We ourselves can go from dust to dust but much of our garbage cannot. It goes from plastic to plastic and stays that way for centuries, possibly forever. Even paper, when layered and not exposed to the air, lasts for hundreds,or possibly thousands, of years. If this world lasts long enough we will have left enough trash behind to keep an archaeology team busy and snickering at our piggish folly for a very long time. Ummm..the current system is not sustainable so eventually we will have to figure out a different way. But don't worry that will probably be after we have all have been disposed of ourselves...hopefully with a little more reverence than the trash we left behind.

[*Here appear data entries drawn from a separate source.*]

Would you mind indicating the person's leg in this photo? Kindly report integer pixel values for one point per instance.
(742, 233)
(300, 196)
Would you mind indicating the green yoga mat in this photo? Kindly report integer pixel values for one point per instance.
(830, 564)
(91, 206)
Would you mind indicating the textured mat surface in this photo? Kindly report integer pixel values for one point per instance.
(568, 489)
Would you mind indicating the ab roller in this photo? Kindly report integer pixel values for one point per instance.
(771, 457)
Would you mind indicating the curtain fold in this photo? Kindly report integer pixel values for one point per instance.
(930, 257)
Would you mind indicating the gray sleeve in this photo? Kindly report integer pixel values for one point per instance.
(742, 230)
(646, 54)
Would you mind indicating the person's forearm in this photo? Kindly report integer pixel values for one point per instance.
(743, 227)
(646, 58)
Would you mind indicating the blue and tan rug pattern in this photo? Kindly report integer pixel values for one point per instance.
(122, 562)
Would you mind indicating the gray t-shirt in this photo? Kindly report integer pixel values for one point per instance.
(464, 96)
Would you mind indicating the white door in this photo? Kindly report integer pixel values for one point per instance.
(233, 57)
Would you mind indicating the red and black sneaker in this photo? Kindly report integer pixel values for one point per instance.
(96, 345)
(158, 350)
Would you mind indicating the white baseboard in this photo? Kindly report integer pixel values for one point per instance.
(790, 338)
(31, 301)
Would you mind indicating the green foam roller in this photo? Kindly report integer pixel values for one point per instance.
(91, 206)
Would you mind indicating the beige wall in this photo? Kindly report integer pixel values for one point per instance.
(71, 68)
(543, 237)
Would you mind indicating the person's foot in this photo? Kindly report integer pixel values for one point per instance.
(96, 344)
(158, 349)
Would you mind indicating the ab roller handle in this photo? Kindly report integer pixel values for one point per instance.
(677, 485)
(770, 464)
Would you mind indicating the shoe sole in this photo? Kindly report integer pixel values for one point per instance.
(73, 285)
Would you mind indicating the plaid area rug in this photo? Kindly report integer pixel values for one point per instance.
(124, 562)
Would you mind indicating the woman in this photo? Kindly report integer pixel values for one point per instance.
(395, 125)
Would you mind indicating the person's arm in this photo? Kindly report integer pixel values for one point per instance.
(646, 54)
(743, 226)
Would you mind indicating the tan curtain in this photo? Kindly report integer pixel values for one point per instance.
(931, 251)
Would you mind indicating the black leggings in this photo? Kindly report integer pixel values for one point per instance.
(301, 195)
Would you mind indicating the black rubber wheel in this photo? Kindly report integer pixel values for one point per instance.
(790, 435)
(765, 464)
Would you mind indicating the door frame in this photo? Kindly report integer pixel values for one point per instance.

So what should we do with our trash? Well, the first thing to do is think about trash before it becomes trash. Don't buy as much. Refuse to buy things in containers that cannot be reused or recycled. AVOID PLASTIC. Buy bulk as much as possible. If your store does not have a bulk aisle then switch stores and tell the manager why you left. If there are no bulk stores in your neighborhood then start a co-op. Use reusable bags and containers rather than plastic bags as often as you can. Recycle everything you can...everything! About 80% of what we currently use in our household is recyclable and we sort and haul it away to the proper bins. Be conscious of reducing, reusing and recycling. Start a compost or worm bin. Quit buying so much stuff. I know, I know...its hard to do in our consumerist society.

I won't go into the details about my own trash here because I have covered that in previous blogs but I know I still have a long way to go. My goal is to be as close to zero garbage as possible. I have failed that goal in many regards simply because I haven't been conscious. If I keep my mind on garbage and put pressure on the manufacturers to think this way too I can personally help to make garbage less of an issue, financially and otherwise. I must say the numbers I quoted above came from my hometown paper and shocked me a bit. It actually left me feeling a little soiled because I know I am part of the problem. I even used to own a bunch of stock in Waste Management and rooted for all those tossing their trash because it made the company more profitable. Now I am working toward being a part of the solution by Reducing what I buy, Reusing what I can, and Recycling what I can't. It's a simple statement but agreeably it is very difficult to fully implement. But it makes you feel good when you deposit very little trash in the can or dumpster. Try it...you'll like it.